8 de março – Dia Internacional da Mulher

Publicado em 08/03/2023 10:44

O dia 8 de março foi escolhido para celebrar o Dia Internacional da Mulher. A data existe como resultado de luta das mulheres trabalhadoras por meio de manifestações, greves, etc.

O dia teve origem no movimento operário, que plantou suas sementes lá em 1908, quando mulheres marcharam pela cidade de Nova York exigindo a redução das jornadas de trabalho, salário melhores e direito ao voto.

A proposta de tornar a data internacional veio de Clara Zetkin, ativista comunista e defensora dos direitos das mulheres, que deu a ideia em uma Conferência Internacional de Mulheres Socialistas, em Copenhagen, em 1910, mas só foi oficializada em 1975, quando a ONU começou a comemorar a data.

Ao contrário do que muitos pensam, a data de 8 de março não foi escolhida devido a um incêndio ocorrido em uma fábrica têxtil. Vários protestos e greves já ocorriam pela Europa e Estados Unidos desde a segunda metade do século XIX e o movimento feminista capitalizou essas manifestações. Foi o que aconteceu em 8 de março de 1917, na Rússia.

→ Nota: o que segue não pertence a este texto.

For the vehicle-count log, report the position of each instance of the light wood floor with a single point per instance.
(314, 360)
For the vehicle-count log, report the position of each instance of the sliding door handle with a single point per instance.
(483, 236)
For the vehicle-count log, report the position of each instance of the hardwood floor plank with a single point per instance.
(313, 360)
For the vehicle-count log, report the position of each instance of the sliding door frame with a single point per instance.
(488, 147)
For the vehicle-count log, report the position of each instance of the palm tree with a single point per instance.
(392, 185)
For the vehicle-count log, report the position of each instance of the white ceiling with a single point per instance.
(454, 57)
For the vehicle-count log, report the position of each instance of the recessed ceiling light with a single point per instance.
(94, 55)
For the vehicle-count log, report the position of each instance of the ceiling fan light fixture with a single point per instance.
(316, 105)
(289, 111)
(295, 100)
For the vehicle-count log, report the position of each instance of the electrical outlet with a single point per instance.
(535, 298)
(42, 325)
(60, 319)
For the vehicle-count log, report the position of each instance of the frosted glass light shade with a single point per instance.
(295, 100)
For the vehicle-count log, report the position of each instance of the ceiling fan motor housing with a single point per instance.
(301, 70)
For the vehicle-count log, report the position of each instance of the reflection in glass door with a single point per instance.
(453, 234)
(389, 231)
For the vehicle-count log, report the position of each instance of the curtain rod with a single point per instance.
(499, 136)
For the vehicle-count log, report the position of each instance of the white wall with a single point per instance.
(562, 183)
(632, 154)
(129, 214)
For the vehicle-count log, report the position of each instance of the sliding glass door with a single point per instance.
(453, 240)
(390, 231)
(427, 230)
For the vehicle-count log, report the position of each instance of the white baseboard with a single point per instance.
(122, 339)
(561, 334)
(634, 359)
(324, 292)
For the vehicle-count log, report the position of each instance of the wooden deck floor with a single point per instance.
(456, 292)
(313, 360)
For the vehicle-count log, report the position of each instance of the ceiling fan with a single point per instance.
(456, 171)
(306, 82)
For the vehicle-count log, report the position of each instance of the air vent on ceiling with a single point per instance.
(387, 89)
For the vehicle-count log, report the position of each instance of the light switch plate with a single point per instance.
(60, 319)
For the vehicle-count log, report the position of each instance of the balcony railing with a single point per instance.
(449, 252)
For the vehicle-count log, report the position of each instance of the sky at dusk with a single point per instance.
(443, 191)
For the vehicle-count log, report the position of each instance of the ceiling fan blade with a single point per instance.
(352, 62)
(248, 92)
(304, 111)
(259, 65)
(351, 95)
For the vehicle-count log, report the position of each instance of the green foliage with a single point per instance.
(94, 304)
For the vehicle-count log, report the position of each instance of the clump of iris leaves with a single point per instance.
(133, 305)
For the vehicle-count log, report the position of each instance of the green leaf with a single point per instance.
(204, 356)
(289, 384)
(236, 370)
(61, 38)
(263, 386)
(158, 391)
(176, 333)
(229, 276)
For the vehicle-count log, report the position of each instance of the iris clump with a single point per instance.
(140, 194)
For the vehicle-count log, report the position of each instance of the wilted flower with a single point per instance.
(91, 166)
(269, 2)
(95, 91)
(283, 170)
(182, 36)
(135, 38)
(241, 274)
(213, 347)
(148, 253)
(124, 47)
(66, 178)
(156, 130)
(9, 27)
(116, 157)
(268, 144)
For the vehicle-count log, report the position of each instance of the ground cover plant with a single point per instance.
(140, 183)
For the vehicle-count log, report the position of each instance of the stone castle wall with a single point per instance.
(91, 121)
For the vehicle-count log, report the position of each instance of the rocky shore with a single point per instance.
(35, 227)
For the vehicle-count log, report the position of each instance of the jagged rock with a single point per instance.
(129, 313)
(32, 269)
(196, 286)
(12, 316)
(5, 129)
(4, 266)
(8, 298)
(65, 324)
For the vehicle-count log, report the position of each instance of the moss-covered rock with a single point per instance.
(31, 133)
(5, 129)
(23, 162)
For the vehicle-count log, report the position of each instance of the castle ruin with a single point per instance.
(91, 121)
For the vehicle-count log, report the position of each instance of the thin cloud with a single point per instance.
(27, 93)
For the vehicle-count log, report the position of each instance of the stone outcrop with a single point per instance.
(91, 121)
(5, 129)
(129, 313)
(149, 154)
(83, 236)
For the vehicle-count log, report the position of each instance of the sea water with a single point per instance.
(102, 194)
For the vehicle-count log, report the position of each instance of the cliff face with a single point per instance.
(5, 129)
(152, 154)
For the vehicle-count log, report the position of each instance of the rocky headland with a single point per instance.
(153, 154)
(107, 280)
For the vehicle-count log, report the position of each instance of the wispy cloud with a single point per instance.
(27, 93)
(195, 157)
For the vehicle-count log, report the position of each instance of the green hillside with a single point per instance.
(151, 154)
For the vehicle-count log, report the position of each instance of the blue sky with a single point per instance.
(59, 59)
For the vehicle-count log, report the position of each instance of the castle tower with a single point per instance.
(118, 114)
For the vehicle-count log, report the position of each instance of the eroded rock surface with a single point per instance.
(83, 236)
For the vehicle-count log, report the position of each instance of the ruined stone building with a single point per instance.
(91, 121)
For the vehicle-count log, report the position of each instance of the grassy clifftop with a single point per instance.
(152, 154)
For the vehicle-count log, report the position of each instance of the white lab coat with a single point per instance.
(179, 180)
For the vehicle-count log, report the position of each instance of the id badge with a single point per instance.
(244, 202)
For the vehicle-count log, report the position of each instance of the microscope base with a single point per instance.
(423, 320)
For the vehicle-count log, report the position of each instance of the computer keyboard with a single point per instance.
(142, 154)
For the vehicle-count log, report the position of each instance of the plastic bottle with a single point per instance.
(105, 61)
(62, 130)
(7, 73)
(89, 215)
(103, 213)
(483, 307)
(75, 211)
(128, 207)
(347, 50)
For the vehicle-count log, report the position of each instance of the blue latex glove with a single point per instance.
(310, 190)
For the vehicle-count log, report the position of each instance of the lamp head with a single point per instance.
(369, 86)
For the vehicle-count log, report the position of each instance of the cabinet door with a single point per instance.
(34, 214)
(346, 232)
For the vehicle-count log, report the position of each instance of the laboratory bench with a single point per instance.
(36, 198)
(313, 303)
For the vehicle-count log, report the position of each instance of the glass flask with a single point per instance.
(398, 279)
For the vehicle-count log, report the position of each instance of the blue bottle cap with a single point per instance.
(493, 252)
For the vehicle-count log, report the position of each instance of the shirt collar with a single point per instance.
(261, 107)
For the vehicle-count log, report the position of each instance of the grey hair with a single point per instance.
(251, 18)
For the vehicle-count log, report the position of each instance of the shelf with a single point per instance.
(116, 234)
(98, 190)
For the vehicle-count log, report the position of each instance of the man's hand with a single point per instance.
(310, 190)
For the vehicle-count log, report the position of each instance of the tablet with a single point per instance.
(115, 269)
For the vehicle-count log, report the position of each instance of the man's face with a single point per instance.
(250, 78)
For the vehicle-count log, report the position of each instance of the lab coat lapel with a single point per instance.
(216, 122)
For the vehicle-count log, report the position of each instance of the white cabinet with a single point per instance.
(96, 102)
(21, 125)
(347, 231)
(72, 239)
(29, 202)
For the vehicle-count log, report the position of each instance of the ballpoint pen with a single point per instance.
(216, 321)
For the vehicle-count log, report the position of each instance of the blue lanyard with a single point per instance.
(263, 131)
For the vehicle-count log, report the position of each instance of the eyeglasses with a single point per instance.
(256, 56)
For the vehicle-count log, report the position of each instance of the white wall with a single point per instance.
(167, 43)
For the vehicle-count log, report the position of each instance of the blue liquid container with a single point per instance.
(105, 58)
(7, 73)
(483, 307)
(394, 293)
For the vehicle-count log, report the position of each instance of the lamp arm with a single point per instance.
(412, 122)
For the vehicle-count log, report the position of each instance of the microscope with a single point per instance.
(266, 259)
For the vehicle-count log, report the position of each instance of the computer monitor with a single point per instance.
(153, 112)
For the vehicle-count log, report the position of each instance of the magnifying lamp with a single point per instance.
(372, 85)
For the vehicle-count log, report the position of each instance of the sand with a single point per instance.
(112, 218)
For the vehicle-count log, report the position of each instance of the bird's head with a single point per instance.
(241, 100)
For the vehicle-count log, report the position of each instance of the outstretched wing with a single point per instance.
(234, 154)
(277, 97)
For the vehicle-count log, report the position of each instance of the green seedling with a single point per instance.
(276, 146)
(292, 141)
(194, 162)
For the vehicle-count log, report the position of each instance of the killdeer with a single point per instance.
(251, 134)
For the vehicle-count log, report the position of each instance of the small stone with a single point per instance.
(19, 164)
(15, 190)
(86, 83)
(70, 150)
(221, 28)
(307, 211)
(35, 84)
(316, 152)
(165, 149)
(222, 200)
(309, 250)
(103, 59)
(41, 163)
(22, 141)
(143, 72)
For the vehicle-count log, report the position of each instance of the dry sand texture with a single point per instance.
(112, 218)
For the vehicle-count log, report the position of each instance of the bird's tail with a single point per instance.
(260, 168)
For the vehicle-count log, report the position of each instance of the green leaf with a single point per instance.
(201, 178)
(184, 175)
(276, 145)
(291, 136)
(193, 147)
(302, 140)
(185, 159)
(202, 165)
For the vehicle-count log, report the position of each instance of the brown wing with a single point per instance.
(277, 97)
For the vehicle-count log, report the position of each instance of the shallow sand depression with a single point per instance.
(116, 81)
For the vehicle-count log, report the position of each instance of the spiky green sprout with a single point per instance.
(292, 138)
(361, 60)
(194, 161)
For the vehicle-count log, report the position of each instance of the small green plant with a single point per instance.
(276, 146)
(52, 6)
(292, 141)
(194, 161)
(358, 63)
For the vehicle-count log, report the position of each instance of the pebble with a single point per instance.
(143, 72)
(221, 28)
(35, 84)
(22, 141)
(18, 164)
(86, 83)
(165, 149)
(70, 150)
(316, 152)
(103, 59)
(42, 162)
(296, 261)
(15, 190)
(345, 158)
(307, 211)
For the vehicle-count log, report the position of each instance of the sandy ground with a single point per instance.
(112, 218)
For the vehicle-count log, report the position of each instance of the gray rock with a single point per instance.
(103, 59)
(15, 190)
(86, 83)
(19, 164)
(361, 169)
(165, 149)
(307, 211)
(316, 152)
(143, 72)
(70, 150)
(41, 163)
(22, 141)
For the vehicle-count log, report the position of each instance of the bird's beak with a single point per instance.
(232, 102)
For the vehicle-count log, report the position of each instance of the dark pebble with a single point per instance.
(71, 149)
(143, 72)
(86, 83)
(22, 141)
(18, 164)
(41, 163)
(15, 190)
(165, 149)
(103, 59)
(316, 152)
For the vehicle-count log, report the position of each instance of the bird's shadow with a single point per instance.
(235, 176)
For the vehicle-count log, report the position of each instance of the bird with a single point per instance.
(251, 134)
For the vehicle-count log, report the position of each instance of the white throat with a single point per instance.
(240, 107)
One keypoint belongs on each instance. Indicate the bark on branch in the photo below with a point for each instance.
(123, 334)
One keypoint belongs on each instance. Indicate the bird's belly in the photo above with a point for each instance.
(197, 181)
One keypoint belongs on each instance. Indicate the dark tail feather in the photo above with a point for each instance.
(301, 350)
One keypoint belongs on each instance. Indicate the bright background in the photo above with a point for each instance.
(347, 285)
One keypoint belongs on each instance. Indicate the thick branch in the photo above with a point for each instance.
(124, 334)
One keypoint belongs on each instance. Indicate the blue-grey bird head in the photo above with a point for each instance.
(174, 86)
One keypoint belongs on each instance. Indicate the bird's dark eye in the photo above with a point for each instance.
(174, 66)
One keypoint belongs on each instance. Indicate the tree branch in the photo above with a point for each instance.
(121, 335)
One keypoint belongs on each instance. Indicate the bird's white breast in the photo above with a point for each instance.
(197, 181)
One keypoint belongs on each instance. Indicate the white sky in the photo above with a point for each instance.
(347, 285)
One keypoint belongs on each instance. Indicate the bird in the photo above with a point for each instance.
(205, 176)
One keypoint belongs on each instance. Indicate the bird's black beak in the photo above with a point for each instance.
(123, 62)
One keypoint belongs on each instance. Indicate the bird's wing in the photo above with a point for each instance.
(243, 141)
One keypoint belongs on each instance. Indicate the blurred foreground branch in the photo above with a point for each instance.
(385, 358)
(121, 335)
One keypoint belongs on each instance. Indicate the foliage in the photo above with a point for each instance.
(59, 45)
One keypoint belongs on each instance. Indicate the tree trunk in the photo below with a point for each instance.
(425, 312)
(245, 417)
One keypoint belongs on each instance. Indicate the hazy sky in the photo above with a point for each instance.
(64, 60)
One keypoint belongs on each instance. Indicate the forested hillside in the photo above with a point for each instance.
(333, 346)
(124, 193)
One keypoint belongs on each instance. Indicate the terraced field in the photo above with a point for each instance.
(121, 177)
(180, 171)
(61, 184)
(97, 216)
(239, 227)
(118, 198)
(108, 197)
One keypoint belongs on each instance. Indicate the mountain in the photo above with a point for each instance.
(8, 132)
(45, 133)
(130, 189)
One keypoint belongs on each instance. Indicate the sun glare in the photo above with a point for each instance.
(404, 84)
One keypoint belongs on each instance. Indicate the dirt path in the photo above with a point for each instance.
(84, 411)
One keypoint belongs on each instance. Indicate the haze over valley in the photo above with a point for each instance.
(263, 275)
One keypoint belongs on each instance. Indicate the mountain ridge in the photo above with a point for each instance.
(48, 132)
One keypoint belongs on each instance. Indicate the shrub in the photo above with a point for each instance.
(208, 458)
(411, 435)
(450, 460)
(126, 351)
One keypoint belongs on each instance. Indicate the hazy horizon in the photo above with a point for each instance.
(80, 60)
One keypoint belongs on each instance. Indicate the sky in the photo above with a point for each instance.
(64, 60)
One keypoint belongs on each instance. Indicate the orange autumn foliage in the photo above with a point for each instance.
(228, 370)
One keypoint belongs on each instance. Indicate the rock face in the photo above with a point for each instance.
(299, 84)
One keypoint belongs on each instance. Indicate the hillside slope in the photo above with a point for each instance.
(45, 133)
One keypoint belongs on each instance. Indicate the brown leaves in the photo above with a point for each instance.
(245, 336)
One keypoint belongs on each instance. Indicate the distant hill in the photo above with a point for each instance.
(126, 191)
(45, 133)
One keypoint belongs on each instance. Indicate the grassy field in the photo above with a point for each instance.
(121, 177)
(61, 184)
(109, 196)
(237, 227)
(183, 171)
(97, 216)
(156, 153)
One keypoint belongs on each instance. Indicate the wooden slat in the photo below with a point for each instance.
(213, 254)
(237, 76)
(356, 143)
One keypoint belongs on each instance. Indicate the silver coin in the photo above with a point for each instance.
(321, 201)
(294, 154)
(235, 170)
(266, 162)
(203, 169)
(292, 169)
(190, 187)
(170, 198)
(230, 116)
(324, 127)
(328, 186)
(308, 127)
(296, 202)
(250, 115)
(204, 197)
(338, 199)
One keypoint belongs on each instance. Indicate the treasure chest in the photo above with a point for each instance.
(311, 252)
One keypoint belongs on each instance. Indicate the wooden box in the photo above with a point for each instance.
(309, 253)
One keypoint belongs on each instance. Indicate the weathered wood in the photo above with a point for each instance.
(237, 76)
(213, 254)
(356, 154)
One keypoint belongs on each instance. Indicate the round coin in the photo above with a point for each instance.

O ano de 1917, na Rússia, foi marcado pelo movimento que derrubou a monarquia czarista e nesse clima de agitação, as mulheres trabalhadoras do setor de tecelagem entraram em greve, no dia 8 de março. A data entrou para a história como um grande feito de mulheres operárias.

O Brasil ocupa o 94º lugar no ranking do Fórum Econômico Mundial que mede a desigualdade de gênero em 146 países. O resultado de 2022 mostra uma piora em relação a 2020, quando ocupava a 92ª posição. Segundo especialistas, a piora mostra o efeito de um retrocesso em políticas públicas e a maior taxa de desemprego entre mulheres na pandemia.

Segundo o Global Gender Report de 2021, apenas 58,6% da população feminina global está no mercado de trabalho, em comparação com 78,9% dos homens. Essa lacuna de gênero na participação no mercado de trabalho pode ter consequências econômicas e sociais significativas.

Os dados de feminicídio são assustadores. O levantamento do Monitor da Violência aponta que em 2022, uma mulher foi morta a cada 6 horas apenas pelo fato de ser mulher.

A data é um momento para repensar a construção de uma sociedade sem desigualdade de gênero, para lembrar que nada se conquista sem coragem, vigília e muita luta. E também, para mostrar que as mulheres ainda não conquistaram o básico: o direito à vida.